Историческая драма сыграна, и остался еще один эпилог, который, впрочем, как у Ибсена, может сам растянуться на пять актов. Но содержание их в существе цела известно».
И этот безнадежный пессимист, пророк катастрофы, весь устремленный в потустороннее будущее, создал «Смысл любви» — проникновенный философский гимн земной любви, который в мировой культуре можно смело поставить в один ряд с «Пиром» Платона. Создал по Шеллингу!
Странным образом Соловьев редко вспоминает своего учителя. Когда Соловьев защищал докторскую диссертацию («Критика отвлеченных начал»), один из официальных оппонентов заметил, что соискатель отстаивает шеллингианские воззрения. Соискатель признал родство своих взглядов с поздней философией Шеллинга. В отличие от Одоевского и Григорьева, считавших, что Шеллинг всегда оставался одним и тем же, Соловьев называл «умозрительным пантеизмом» взгляды раннего Шеллинга и отвергал их, соглашаясь, однако, с «теософическими построениями второй Шеллинговой системы».
У позднего Шеллинга заимствует Соловьев свои аргументы против Гегеля. Гегелевская философия доводит до абсурда абстрактный рационализм. По Гегелю, нет ничего непосредственно существующего, все есть «бываемость понятия». Соловьев же считает, что «понятие не есть все, иначе: понятие как такое еще не сама действительность (как только понятие, оно имеет действительность, лишь насколько я его мыслю, то есть только в моей голове…)».

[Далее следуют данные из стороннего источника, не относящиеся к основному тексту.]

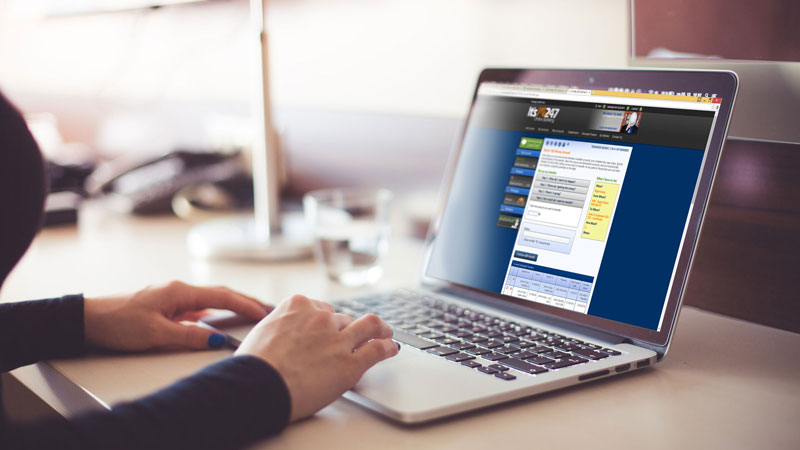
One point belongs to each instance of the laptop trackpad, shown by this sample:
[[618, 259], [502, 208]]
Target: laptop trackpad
[[414, 382]]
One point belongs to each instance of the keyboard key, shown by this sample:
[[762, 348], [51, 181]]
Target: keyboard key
[[540, 360], [506, 349], [477, 351], [610, 352], [505, 376], [494, 356], [476, 338], [414, 341], [459, 357], [431, 335], [523, 366], [509, 339], [493, 344], [591, 354], [555, 354], [523, 355], [568, 347], [442, 351], [566, 363], [463, 346]]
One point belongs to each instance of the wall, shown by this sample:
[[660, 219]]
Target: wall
[[146, 81]]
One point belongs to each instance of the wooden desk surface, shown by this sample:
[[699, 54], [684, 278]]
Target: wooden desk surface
[[725, 383]]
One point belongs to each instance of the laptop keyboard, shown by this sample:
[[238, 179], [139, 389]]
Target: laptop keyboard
[[477, 341]]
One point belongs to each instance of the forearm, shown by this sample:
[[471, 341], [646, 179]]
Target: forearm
[[226, 406], [42, 329]]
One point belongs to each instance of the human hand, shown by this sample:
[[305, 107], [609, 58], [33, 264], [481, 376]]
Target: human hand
[[150, 318], [319, 353]]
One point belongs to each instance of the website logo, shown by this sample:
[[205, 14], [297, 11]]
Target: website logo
[[543, 112]]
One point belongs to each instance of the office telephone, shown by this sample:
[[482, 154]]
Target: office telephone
[[148, 188]]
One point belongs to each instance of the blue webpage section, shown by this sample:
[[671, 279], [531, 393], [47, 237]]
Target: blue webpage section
[[516, 190], [643, 241]]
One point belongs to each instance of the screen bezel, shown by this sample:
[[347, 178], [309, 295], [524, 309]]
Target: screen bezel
[[722, 83]]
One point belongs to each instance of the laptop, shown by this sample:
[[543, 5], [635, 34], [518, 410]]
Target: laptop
[[569, 215]]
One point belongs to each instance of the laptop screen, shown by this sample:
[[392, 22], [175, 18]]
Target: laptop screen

Истинная наука предполагает широкий эмпирический базис. «Не отрицая этого в принципе, Гегель на деле вовсе не считался с возможностью будущих открытий в науке и новых явлений в историческом процессе. Провиденциальное предостережение, которое он получил относительно этого (Соловьев имеет в виду диссертацию Гегеля, где вопреки уже открытому факту утверждалось, что между Марсом и Юпитером не может быть небесных тел. — А. Г.), мало на него подействовало. Его философия истории еще более, чем философия природы, представляет собой сильнейшую самокритику гегельянства с этой стороны. Нельзя было, конечно, требовать, чтобы Гегель (хотя и претендовавший на „абсолютное“ знание) предсказывал будущие исторические события, как только в шутку можно было от него требовать, чтобы он априори знал, сколько градусов показывает термометр на сегодняшний день. Но можно было по праву ожидать, Что Гегелева философия истории оставит место для будущего, особенно для будущего таких явлений, важность которых уже обозначилась при жизни философа… В философии истории Гегеля не оставлено никакого места ни для социализма, ни для национальных движений нынешнего века, ни для России и славянства как исторической силы. По Гегелю, история окончательно замыкается на установлении бюргерско-бюрократических порядков в Пруссии Фридриха-Вильгельма III, обеспечивавших содержание философа, а через то реализацию содержания абсолютной философии». Сказано остроумно и зло. Только, как мы знаем, нечто подобное говорил ранее Шеллинг.